OpenAI Lists Professions Its AI Is Ready To Tackle
OpenAI Launches GDPval to Measure Real World AI Performance
OpenAI, the company behind ChatGPT, has introduced a new evaluation framework called GDPval. According to an official company blog post, this benchmark is designed to measure how effectively its AI models can handle "economically valuable, real-world tasks across 44 occupations." The goal is to ground the conversation about AI's societal impact in tangible evidence of its current capabilities, moving beyond speculation.
This move is seen as a direct attempt by OpenAI to demonstrate the financial viability of its technology, especially in the face of growing skepticism that the AI boom might be a technological dead end. It also serves as a data-driven response to criticism over the company's marketing, which has sometimes been viewed as overly boastful, such as claims of developing AI with "PhD-level" intelligence.
Which AI Models and Professions Made the Cut
The initial findings from GDPval suggest that today's top AI models are already producing work that nears the quality of human industry experts. The evaluation identified 44 occupations where AI could have the most significant impact on productivity.
This list includes a wide array of professions, such as:
- Real Estate Sales Agents
- Software Developers
- Lawyers
- Registered Nurses
- Customer Service Representatives
- Financial Advisors
- Private Detectives
Specific examples of tasks tested, as detailed in the research paper, include creating a competitor analysis for a financial analyst or designing a sales brochure for a real estate agent. In a surprising twist, the evaluation found that competitor Anthropic’s Claude Opus 4.1 was the top performer across 220 tasks.

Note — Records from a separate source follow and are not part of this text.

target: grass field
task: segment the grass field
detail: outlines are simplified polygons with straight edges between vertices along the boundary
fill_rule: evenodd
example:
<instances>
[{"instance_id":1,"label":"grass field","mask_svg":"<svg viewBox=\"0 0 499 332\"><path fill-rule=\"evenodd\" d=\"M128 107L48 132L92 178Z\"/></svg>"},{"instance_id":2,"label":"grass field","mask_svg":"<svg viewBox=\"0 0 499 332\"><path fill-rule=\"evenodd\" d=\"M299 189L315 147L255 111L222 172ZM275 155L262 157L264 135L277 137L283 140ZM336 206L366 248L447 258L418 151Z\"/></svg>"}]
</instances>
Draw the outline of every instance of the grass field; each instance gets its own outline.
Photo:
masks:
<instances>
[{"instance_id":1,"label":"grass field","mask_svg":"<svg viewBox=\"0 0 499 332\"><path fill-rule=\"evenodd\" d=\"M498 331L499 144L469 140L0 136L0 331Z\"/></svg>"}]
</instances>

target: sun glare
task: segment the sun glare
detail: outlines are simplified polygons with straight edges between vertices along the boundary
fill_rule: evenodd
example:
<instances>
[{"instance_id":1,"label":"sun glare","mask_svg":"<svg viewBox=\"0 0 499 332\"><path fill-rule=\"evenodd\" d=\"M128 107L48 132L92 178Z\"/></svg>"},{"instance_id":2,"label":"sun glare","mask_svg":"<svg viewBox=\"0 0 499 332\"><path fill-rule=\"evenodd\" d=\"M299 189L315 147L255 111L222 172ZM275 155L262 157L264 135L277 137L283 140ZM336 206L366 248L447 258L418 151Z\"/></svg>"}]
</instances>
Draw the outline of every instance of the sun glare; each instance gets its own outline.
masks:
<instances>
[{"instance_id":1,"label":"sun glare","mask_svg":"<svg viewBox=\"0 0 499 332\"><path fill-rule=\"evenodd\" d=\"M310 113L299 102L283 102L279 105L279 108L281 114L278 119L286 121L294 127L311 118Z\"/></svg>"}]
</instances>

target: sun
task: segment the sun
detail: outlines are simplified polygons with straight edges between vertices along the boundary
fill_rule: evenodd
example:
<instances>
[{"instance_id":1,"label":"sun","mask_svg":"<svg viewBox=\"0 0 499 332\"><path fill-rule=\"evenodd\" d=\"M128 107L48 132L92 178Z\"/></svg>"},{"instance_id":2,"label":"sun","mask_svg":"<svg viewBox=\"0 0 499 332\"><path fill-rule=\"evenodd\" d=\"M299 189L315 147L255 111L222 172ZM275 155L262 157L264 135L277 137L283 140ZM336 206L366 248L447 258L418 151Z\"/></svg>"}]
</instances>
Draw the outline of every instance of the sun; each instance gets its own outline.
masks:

An advanced version of GPT-5 was rated as better than or equal to human experts just over 40% of the time, a significant jump from the 13.7% score of the year-old GPT-4o.
The Cautious Language of AI Replacing Jobs
OpenAI is carefully navigating the topic of job replacement. The company's official messaging emphasizes that AI is meant to "support people in the work they do every day," avoiding any direct mention of making human roles obsolete. This framing is understandable given the negative public perception of technology-driven job loss.
However, this cautious language is at odds with the broader industry narrative, where some AI executives have openly boasted about replacing human labor to cut costs. In some cases, these strategies are already beginning to backfire for companies that have moved too quickly to implement AI.
A Reality Check on AI's Workplace Readiness
Despite the promising results of the GDPval evaluation, there are strong reasons to remain cautious. The real-world application of AI has already created significant challenges for professionals like software developers and lawyers, often increasing the need for human oversight rather than reducing it.
The persistent issue of AI "hallucinations," where models generate false information, remains a major obstacle. This forces users to spend valuable time verifying AI-generated output, undercutting potential productivity gains. OpenAI itself acknowledges these limitations, stating that most jobs are far more complex than a collection of well-defined tasks.
"Early GDPval results show that models can already take on some repetitive, well-specified tasks faster and at lower cost than experts," the company wrote. "However, most jobs are more than just a collection of tasks that can be written down."